Investment Appraisal Techniques: The Case Study

Subject: Risk Management
Pages: 3
Words: 845
Reading time:
3 min

Payback period

The payback period gives information the duration of time it will take the management to recover the initial investment. Based on the payback period criterion, Epoxy resin will be selected because it has a shorter payback period. However, Tim should not rely on this criterion because it does not provide any information on the profitability of a project. Also, it does not take into account the time value of money. Finally, the method does not use cash flow generated during the full life of a project. It ignores those that arise after the payback period. The management can only use this criterion to rank the project.

Discounted payback period

This criterion makes use of discounted cash flows to estimate the number of years it will take the business to recover the initial investment. Based on this criterion, Epoxy resin will be selected because it has a shorter discounted payback period. Tim should not ask the board to base their decision on a discounted payback period because it does not estimate the profitability of projects. Also, the method does not use cash flow generated during the full life of a project. It ignores those that arise after the payback period. Therefore, it is not a suitable method because it provides little information. It can also be used to rank projects. The management can also compare the discounted payback period with the benchmark period.

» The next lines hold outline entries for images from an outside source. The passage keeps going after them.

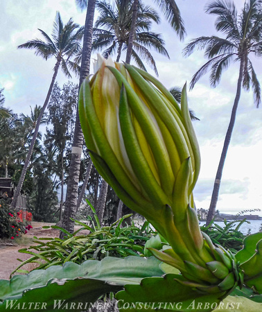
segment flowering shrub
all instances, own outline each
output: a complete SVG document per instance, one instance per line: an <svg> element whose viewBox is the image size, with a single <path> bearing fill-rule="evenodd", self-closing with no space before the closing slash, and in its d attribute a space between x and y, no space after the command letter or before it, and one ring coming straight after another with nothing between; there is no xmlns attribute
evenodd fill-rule
<svg viewBox="0 0 262 312"><path fill-rule="evenodd" d="M17 220L17 213L10 211L10 206L4 199L0 199L0 239L15 239L26 233L28 226Z"/></svg>

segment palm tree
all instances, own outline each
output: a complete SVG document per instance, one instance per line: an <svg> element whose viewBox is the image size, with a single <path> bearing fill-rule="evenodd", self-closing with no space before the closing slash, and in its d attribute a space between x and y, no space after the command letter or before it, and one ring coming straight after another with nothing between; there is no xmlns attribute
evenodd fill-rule
<svg viewBox="0 0 262 312"><path fill-rule="evenodd" d="M122 0L122 6L125 6L125 3L130 0ZM137 0L134 0L136 1ZM175 2L173 0L155 0L162 10L164 12L166 17L168 21L171 24L173 27L175 29L180 39L182 39L185 34L183 21L180 17L180 13ZM84 78L89 73L89 65L92 45L92 35L93 35L93 23L94 16L96 7L96 0L76 0L76 4L81 8L84 9L87 7L85 24L85 35L83 42L83 49L81 59L81 70L80 84L81 85ZM135 8L133 7L133 12L135 12ZM134 14L133 14L134 17ZM132 18L131 29L130 33L130 38L134 35L135 33L135 25L137 19ZM130 40L129 40L130 41ZM132 42L130 46L130 42L128 46L131 46L129 61L131 59L131 51L132 47ZM128 49L127 51L127 56L128 55ZM68 177L68 184L67 190L67 196L64 206L64 212L62 220L62 227L73 233L74 229L74 222L72 221L76 216L77 202L78 202L78 182L80 175L80 165L81 162L81 154L82 150L83 135L79 121L79 116L77 112L76 128L74 132L73 147L71 152L71 157L70 162L69 173ZM63 232L60 232L60 237L63 236Z"/></svg>
<svg viewBox="0 0 262 312"><path fill-rule="evenodd" d="M122 0L122 2L123 6L126 6L126 3L130 2L130 0ZM186 33L186 30L183 20L181 18L180 10L175 1L174 0L155 0L155 2L160 8L165 17L175 29L180 40L182 40ZM139 4L139 0L134 0L132 1L132 23L125 58L125 62L128 64L130 64L131 60L133 42L136 37L136 24L138 17Z"/></svg>
<svg viewBox="0 0 262 312"><path fill-rule="evenodd" d="M216 0L209 4L206 11L218 16L215 23L216 29L225 33L225 38L200 37L193 40L184 49L185 55L189 55L195 49L205 49L205 55L209 58L208 62L193 76L191 89L208 69L211 69L210 83L216 87L220 82L223 69L227 69L232 60L240 64L236 94L216 176L207 225L215 215L223 166L235 123L241 88L249 90L251 85L256 107L261 101L260 84L250 55L254 53L261 56L262 53L261 3L261 0L246 1L240 15L238 15L232 1Z"/></svg>
<svg viewBox="0 0 262 312"><path fill-rule="evenodd" d="M5 97L3 94L3 89L0 89L0 119L10 117L12 114L10 110L3 107Z"/></svg>
<svg viewBox="0 0 262 312"><path fill-rule="evenodd" d="M98 2L96 6L100 16L94 28L93 50L103 50L107 47L103 51L103 56L107 58L116 53L116 62L119 62L122 51L128 49L132 24L132 6L129 3L122 8L122 3L123 0L114 0L114 6L112 6L105 1ZM161 35L150 31L152 21L157 24L159 22L157 12L150 6L140 4L138 7L137 33L133 41L132 57L137 64L144 70L146 67L141 58L145 58L157 74L155 60L148 48L154 48L157 52L169 56Z"/></svg>
<svg viewBox="0 0 262 312"><path fill-rule="evenodd" d="M44 31L41 29L39 29L39 31L44 37L45 41L39 39L30 40L24 44L18 46L18 49L34 49L35 50L35 54L37 55L42 56L46 60L48 58L54 56L56 59L56 63L53 69L54 73L47 92L46 98L37 119L28 153L21 173L17 189L14 194L14 198L11 204L11 208L12 209L16 206L17 198L23 185L26 170L29 166L30 159L33 153L39 127L41 123L41 119L49 103L58 69L61 67L64 73L67 76L71 78L69 69L76 71L76 67L74 63L70 60L70 58L80 50L81 46L80 41L83 35L83 28L80 27L77 24L74 24L72 19L70 19L64 26L59 12L57 12L55 21L53 24L53 31L52 34L53 40Z"/></svg>
<svg viewBox="0 0 262 312"><path fill-rule="evenodd" d="M76 4L84 9L87 7L85 17L82 53L79 79L80 87L84 79L89 74L91 52L92 49L93 24L96 0L76 0ZM78 110L76 112L76 126L73 135L72 151L71 155L67 196L62 226L70 233L74 230L74 219L77 210L78 182L82 150L83 135L79 120ZM60 237L64 234L60 232Z"/></svg>

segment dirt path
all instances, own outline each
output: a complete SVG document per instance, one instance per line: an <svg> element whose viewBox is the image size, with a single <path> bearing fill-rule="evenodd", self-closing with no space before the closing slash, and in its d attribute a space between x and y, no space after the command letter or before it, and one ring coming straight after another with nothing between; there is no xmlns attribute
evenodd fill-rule
<svg viewBox="0 0 262 312"><path fill-rule="evenodd" d="M53 225L54 223L43 223L40 222L32 222L33 229L31 229L26 234L24 234L22 239L19 241L21 244L10 246L0 245L0 279L9 279L10 273L21 263L17 260L20 259L23 261L31 257L30 254L23 254L19 252L18 250L26 247L34 245L33 243L33 236L40 237L58 237L59 230L54 229L43 229L44 225ZM32 270L34 268L33 263L29 263L23 267L25 270Z"/></svg>

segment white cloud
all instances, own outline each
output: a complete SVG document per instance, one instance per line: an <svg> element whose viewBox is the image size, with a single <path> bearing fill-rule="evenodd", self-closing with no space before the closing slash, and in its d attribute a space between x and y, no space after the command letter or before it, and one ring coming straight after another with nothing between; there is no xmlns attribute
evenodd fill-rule
<svg viewBox="0 0 262 312"><path fill-rule="evenodd" d="M148 4L155 1L145 0ZM244 0L238 0L243 7ZM201 35L217 34L215 17L204 12L206 1L185 0L177 2L185 21L188 36L180 42L177 36L162 16L162 22L154 30L164 34L168 60L156 52L159 79L167 87L188 86L192 76L207 62L203 51L184 58L182 51L190 40ZM41 37L37 28L51 34L56 11L60 11L62 21L70 17L83 25L85 14L80 12L72 0L28 0L1 1L0 37L0 87L5 87L6 105L15 112L29 113L30 106L42 105L53 75L55 60L45 61L33 51L17 50L17 46L35 37ZM254 59L254 67L259 81L262 81L261 59ZM232 63L222 76L220 85L209 87L209 76L203 76L189 92L190 107L201 120L195 121L202 153L202 170L195 198L198 207L207 209L213 181L219 162L223 140L229 121L238 75L238 64ZM151 70L149 70L152 73ZM62 73L58 81L61 85L67 79ZM74 81L77 81L76 79ZM262 109L256 109L251 92L242 92L232 142L225 165L221 193L218 209L236 211L252 207L262 208Z"/></svg>

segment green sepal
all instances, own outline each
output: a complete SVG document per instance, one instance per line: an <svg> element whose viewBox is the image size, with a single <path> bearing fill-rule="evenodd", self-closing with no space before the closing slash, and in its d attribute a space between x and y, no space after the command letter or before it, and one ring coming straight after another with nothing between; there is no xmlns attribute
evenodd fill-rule
<svg viewBox="0 0 262 312"><path fill-rule="evenodd" d="M199 281L204 281L211 284L218 281L218 279L207 268L189 261L184 261L184 264L189 274L196 277Z"/></svg>
<svg viewBox="0 0 262 312"><path fill-rule="evenodd" d="M192 193L193 189L195 187L199 173L200 171L200 151L189 114L189 110L187 104L186 84L184 85L181 94L181 110L183 116L183 123L186 129L186 132L189 135L190 144L194 155L194 159L192 161L194 164L194 175L193 182L191 185L190 185L189 189L189 193L190 194Z"/></svg>
<svg viewBox="0 0 262 312"><path fill-rule="evenodd" d="M121 184L119 182L118 180L107 166L106 162L105 162L105 160L96 153L90 150L89 151L91 156L94 164L98 171L101 173L105 181L114 188L114 190L119 198L125 202L130 208L132 209L139 214L142 214L146 218L152 216L151 214L153 214L154 211L154 207L152 205L142 198L141 198L139 204L142 202L143 205L141 206L140 205L137 205L134 200L134 198L122 187ZM143 209L141 207L146 208L146 209Z"/></svg>
<svg viewBox="0 0 262 312"><path fill-rule="evenodd" d="M226 278L225 278L218 284L218 287L221 291L228 291L235 286L235 276L233 272L230 272Z"/></svg>
<svg viewBox="0 0 262 312"><path fill-rule="evenodd" d="M229 274L229 269L220 261L211 261L206 263L208 269L216 277L224 279Z"/></svg>
<svg viewBox="0 0 262 312"><path fill-rule="evenodd" d="M139 146L128 103L125 87L122 85L119 101L119 121L125 150L132 169L143 188L156 205L165 201L165 195L158 184Z"/></svg>
<svg viewBox="0 0 262 312"><path fill-rule="evenodd" d="M262 294L262 239L256 244L256 253L240 268L244 271L245 284Z"/></svg>
<svg viewBox="0 0 262 312"><path fill-rule="evenodd" d="M256 253L256 244L262 239L262 232L247 235L243 242L243 248L235 254L241 264L247 261Z"/></svg>
<svg viewBox="0 0 262 312"><path fill-rule="evenodd" d="M148 248L154 248L159 250L163 247L163 243L161 241L159 235L152 236L148 241L146 241L144 248L144 254L146 257L151 256L151 252L148 250Z"/></svg>
<svg viewBox="0 0 262 312"><path fill-rule="evenodd" d="M116 295L119 311L200 312L197 307L201 302L203 305L208 302L211 306L212 304L218 304L220 301L221 293L204 295L190 286L180 284L178 280L184 281L184 279L179 275L167 274L163 277L143 279L140 285L126 285L125 291L119 291ZM159 306L160 302L161 304ZM207 309L204 311L212 309Z"/></svg>

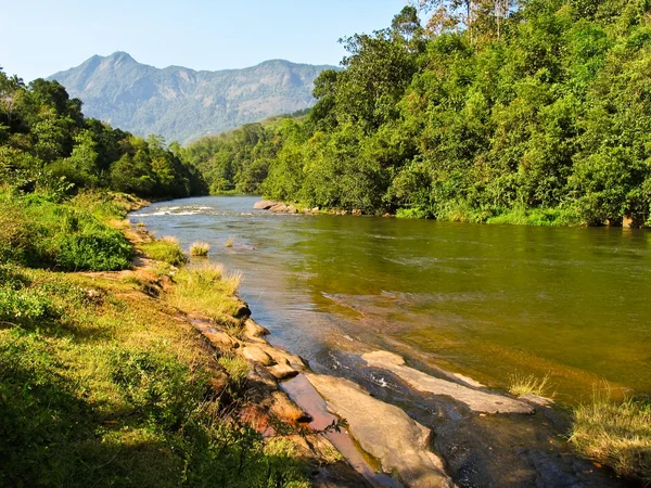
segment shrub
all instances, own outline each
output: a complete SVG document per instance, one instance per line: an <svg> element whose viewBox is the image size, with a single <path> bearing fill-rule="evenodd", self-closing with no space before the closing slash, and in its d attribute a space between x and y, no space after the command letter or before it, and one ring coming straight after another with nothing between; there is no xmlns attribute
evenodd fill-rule
<svg viewBox="0 0 651 488"><path fill-rule="evenodd" d="M549 389L549 373L542 378L537 378L534 374L520 374L515 373L511 375L509 384L509 393L516 397L523 395L533 394L544 397L547 395Z"/></svg>
<svg viewBox="0 0 651 488"><path fill-rule="evenodd" d="M163 237L141 244L140 247L150 258L165 261L171 266L180 266L187 260L179 242L175 237Z"/></svg>
<svg viewBox="0 0 651 488"><path fill-rule="evenodd" d="M612 466L617 475L651 483L651 403L614 403L595 394L574 410L570 441L587 458Z"/></svg>
<svg viewBox="0 0 651 488"><path fill-rule="evenodd" d="M43 293L0 288L0 322L27 323L56 317L58 310Z"/></svg>
<svg viewBox="0 0 651 488"><path fill-rule="evenodd" d="M251 371L248 363L238 356L222 356L219 358L219 364L228 373L229 383L235 389L241 388Z"/></svg>
<svg viewBox="0 0 651 488"><path fill-rule="evenodd" d="M128 268L131 255L122 232L86 210L36 194L0 197L0 262L113 271Z"/></svg>
<svg viewBox="0 0 651 488"><path fill-rule="evenodd" d="M190 256L206 257L210 252L210 245L206 242L195 242L190 246Z"/></svg>
<svg viewBox="0 0 651 488"><path fill-rule="evenodd" d="M183 268L175 274L176 285L168 299L182 310L222 320L239 309L240 303L233 295L241 279L241 273L229 274L220 264L203 262Z"/></svg>

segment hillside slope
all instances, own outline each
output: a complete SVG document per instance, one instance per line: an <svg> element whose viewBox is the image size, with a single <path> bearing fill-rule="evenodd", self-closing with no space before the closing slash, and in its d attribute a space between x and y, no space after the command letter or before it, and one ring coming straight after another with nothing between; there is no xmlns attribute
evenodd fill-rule
<svg viewBox="0 0 651 488"><path fill-rule="evenodd" d="M310 107L314 80L330 67L272 60L219 72L159 69L116 52L92 56L48 79L81 99L89 117L137 134L188 142Z"/></svg>

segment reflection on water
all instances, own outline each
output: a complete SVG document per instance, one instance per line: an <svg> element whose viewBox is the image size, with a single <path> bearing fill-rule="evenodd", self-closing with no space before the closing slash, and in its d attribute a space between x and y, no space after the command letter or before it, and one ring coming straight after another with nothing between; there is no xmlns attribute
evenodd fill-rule
<svg viewBox="0 0 651 488"><path fill-rule="evenodd" d="M383 347L494 386L550 372L565 401L603 378L651 393L649 232L273 215L256 200L158 203L131 219L186 248L210 243L244 273L272 341L316 370L332 348Z"/></svg>

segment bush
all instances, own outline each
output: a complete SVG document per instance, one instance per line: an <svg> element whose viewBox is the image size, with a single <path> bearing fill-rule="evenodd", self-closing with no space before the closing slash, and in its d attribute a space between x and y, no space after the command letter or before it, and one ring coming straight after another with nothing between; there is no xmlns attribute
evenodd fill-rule
<svg viewBox="0 0 651 488"><path fill-rule="evenodd" d="M612 466L617 475L651 483L651 403L614 403L595 395L574 411L570 441L587 458Z"/></svg>
<svg viewBox="0 0 651 488"><path fill-rule="evenodd" d="M0 288L0 322L27 323L58 314L52 300L43 293Z"/></svg>
<svg viewBox="0 0 651 488"><path fill-rule="evenodd" d="M130 266L131 245L122 232L88 211L42 195L0 197L0 262L64 271L114 271Z"/></svg>
<svg viewBox="0 0 651 488"><path fill-rule="evenodd" d="M171 266L180 266L187 261L179 242L175 237L163 237L154 242L140 245L140 248L150 258L165 261Z"/></svg>
<svg viewBox="0 0 651 488"><path fill-rule="evenodd" d="M210 252L210 245L207 242L195 242L190 246L190 256L206 257Z"/></svg>

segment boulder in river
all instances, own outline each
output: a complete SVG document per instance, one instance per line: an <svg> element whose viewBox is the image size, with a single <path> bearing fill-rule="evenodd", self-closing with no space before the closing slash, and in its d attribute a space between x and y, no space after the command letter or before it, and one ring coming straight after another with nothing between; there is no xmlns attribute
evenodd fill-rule
<svg viewBox="0 0 651 488"><path fill-rule="evenodd" d="M272 206L278 205L278 202L271 202L270 200L263 200L260 202L256 202L253 205L253 208L256 210L268 210Z"/></svg>
<svg viewBox="0 0 651 488"><path fill-rule="evenodd" d="M306 377L326 398L328 409L346 420L350 435L381 462L383 471L397 471L411 488L455 486L443 461L427 448L430 429L348 380L320 374Z"/></svg>
<svg viewBox="0 0 651 488"><path fill-rule="evenodd" d="M422 371L405 364L405 360L393 352L378 350L361 356L370 367L388 370L412 388L432 395L445 395L465 403L472 411L482 413L534 413L534 409L524 401L503 395L452 383L430 376Z"/></svg>

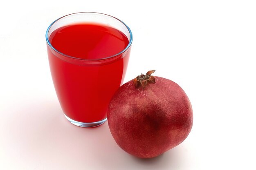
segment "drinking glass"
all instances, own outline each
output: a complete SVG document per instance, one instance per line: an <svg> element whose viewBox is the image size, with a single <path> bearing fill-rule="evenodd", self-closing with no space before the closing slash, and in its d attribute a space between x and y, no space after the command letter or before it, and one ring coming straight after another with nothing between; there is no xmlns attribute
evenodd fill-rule
<svg viewBox="0 0 256 170"><path fill-rule="evenodd" d="M81 23L102 24L116 29L126 35L128 44L118 53L96 59L70 56L57 50L52 45L49 40L55 30ZM54 21L47 29L46 38L52 77L65 117L72 124L83 127L97 126L106 122L109 102L123 84L126 74L132 41L130 29L112 16L81 12ZM103 45L115 48L111 44Z"/></svg>

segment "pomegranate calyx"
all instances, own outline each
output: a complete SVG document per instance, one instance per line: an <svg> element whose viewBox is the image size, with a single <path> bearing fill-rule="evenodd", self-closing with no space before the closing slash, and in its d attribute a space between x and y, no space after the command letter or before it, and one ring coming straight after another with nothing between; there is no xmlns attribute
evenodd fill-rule
<svg viewBox="0 0 256 170"><path fill-rule="evenodd" d="M155 83L155 77L151 75L155 71L155 70L150 70L148 71L145 75L141 73L141 75L137 76L133 80L133 84L135 87L137 88L141 85L144 89L146 87L148 82L152 83Z"/></svg>

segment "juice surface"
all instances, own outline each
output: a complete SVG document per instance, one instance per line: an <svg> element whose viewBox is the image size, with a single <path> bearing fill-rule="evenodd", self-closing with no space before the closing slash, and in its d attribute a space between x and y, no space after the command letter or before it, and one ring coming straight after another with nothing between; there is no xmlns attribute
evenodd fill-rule
<svg viewBox="0 0 256 170"><path fill-rule="evenodd" d="M110 57L129 43L124 33L106 25L80 23L59 28L49 41L57 51L77 58L95 59Z"/></svg>
<svg viewBox="0 0 256 170"><path fill-rule="evenodd" d="M52 32L49 40L61 53L90 59L116 54L129 43L126 36L116 29L87 24L60 28ZM83 66L56 57L49 46L47 50L54 84L64 114L85 123L106 118L110 99L124 80L130 50L114 62Z"/></svg>

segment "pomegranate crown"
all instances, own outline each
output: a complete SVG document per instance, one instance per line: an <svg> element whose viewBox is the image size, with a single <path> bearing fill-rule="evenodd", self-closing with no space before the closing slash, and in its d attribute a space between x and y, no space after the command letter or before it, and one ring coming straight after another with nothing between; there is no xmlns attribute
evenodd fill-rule
<svg viewBox="0 0 256 170"><path fill-rule="evenodd" d="M146 75L141 74L137 76L133 80L133 84L136 88L141 86L144 88L148 83L148 82L152 83L155 83L155 79L154 76L151 75L151 74L155 71L155 70L150 70L147 72Z"/></svg>

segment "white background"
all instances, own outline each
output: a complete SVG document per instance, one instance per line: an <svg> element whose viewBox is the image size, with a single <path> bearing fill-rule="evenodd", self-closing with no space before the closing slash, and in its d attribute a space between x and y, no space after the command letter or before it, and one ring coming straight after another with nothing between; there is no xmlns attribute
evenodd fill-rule
<svg viewBox="0 0 256 170"><path fill-rule="evenodd" d="M254 0L1 2L0 169L256 169L256 9ZM156 69L183 88L194 113L184 142L141 159L116 144L107 123L88 129L65 119L45 35L56 19L81 11L131 29L125 82Z"/></svg>

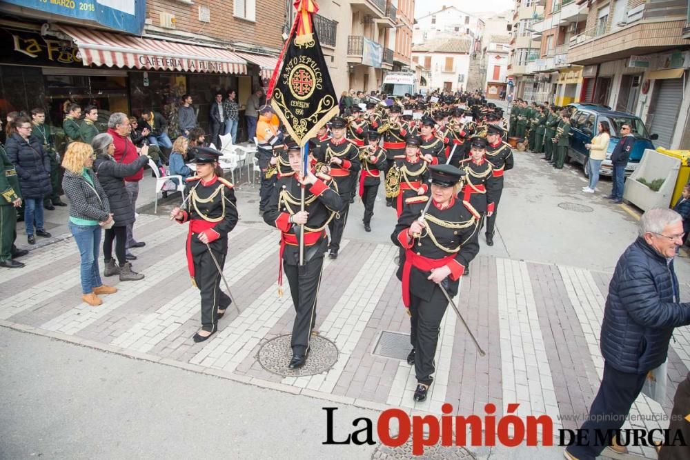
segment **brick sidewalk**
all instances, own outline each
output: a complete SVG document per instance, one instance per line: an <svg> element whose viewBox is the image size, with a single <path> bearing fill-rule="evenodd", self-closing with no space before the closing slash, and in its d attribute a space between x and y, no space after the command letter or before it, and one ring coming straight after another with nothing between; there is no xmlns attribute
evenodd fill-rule
<svg viewBox="0 0 690 460"><path fill-rule="evenodd" d="M391 244L346 241L338 259L326 260L316 328L337 347L338 360L324 374L284 377L255 358L266 341L290 333L294 318L286 284L283 297L277 295L277 232L238 226L230 234L225 274L239 309L228 310L213 339L195 343L199 296L186 270L186 227L148 216L138 225L147 245L135 268L144 281L105 279L120 290L97 308L81 303L79 255L68 239L32 251L25 269L3 271L0 324L263 387L411 413L440 414L448 402L457 414L484 415L484 404L493 403L500 417L508 403L518 403L519 414L546 414L555 426L573 429L579 422L572 417L587 412L598 387L610 274L480 256L456 301L486 356L479 356L448 308L430 397L415 404L411 366L373 352L383 331L409 332ZM677 330L675 338L666 403L662 408L641 396L633 415L670 413L676 387L690 368L690 329ZM666 424L648 421L646 427ZM631 450L656 458L651 449Z"/></svg>

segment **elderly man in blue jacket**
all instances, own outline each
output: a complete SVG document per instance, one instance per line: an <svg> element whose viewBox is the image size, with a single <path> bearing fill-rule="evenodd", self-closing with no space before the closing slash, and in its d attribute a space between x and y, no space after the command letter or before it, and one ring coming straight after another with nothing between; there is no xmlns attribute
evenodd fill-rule
<svg viewBox="0 0 690 460"><path fill-rule="evenodd" d="M623 183L625 181L625 167L630 159L630 154L635 146L635 136L632 133L630 123L620 125L620 141L613 148L611 154L611 162L613 166L611 178L611 194L607 197L615 203L623 202Z"/></svg>
<svg viewBox="0 0 690 460"><path fill-rule="evenodd" d="M596 432L606 436L623 426L647 373L666 361L673 328L690 324L690 303L680 303L673 270L682 244L680 216L651 209L640 219L638 234L609 286L600 341L604 378L580 428L587 441L565 451L571 460L594 460L606 448L598 445ZM612 448L620 453L622 448L614 443Z"/></svg>

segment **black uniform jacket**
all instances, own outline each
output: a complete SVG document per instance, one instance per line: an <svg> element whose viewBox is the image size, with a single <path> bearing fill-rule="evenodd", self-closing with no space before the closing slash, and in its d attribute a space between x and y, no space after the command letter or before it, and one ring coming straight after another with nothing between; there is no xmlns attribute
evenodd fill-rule
<svg viewBox="0 0 690 460"><path fill-rule="evenodd" d="M300 226L290 223L290 217L300 210L302 186L294 174L280 176L273 188L264 221L275 227L281 235L282 259L288 265L299 263ZM304 261L323 257L328 246L325 228L344 201L333 181L319 179L304 190L304 210L309 213L304 226Z"/></svg>
<svg viewBox="0 0 690 460"><path fill-rule="evenodd" d="M393 243L406 250L405 260L401 261L397 272L398 279L402 281L404 300L406 290L424 300L431 299L435 283L427 278L431 274L431 266L447 266L451 269L444 286L449 295L455 295L457 293L457 280L479 252L479 219L455 198L446 209L442 210L435 202L432 203L424 216L426 228L421 237L413 238L410 235L410 226L422 215L428 199L426 196L408 199L391 235ZM406 280L406 274L408 277ZM406 303L406 306L408 304Z"/></svg>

Accounting rate of return (ARR)

The ART of the two products is greater than the 40% that is preferred by the management. Further, Synthetic resin has a higher value of ARR than Epoxy resin. Therefore, it will be preferred. However, the decision will be misleading because the criterion does not take into account the time value of money, it does not use the cash flow from the project. It uses the profit that is generated from a project. Finally, this approach does not use the terminal value of the assets bought. This value is important because at the end of the life of a project, a company can generate cash flow from the assets that were being used in the project.

Internal rate of return

The IRR for Epoxy resin is higher than that of Synthetic resin. Therefore, Epoxy resin will be selected based on this criterion. However, the method is not adequate because it gives conflicting results. For instance, Synthetic resin yields higher NPV than Epoxy while IRR gives different results. Also, it does not take into account the size of the project. Also, this criterion has a potential of overstating the rate of return of a project. The criterion also cannot be used to compare projects that have different useful lives. This is based on the fact that it does not use the cost of capital. Finally, IRR cannot be used reliably if the cash flow of a project is not consistent, especially if the project has an alternating stream of positive and negative cash flow.

Net present value (NPV)

The NPV for Synthetic resin is greater than that of Epoxy. Therefore, Tim should select Synthetic resin based on this criterion. The NPV criterion is a suitable way of selecting projects because it takes into account the cash flow for the entire life of the project. Secondly, it applies the concept of discounting cash flows. Also, the criterion can be used to estimate the profitability of projects. This approach also takes into account the element of risk. Finally, as can be seen in the calculations, the approach makes use of cash flow that is generated throughout the entire life of the project. The crossover rate is important because it gives information about the point where Synthetic resin will no longer be feasible.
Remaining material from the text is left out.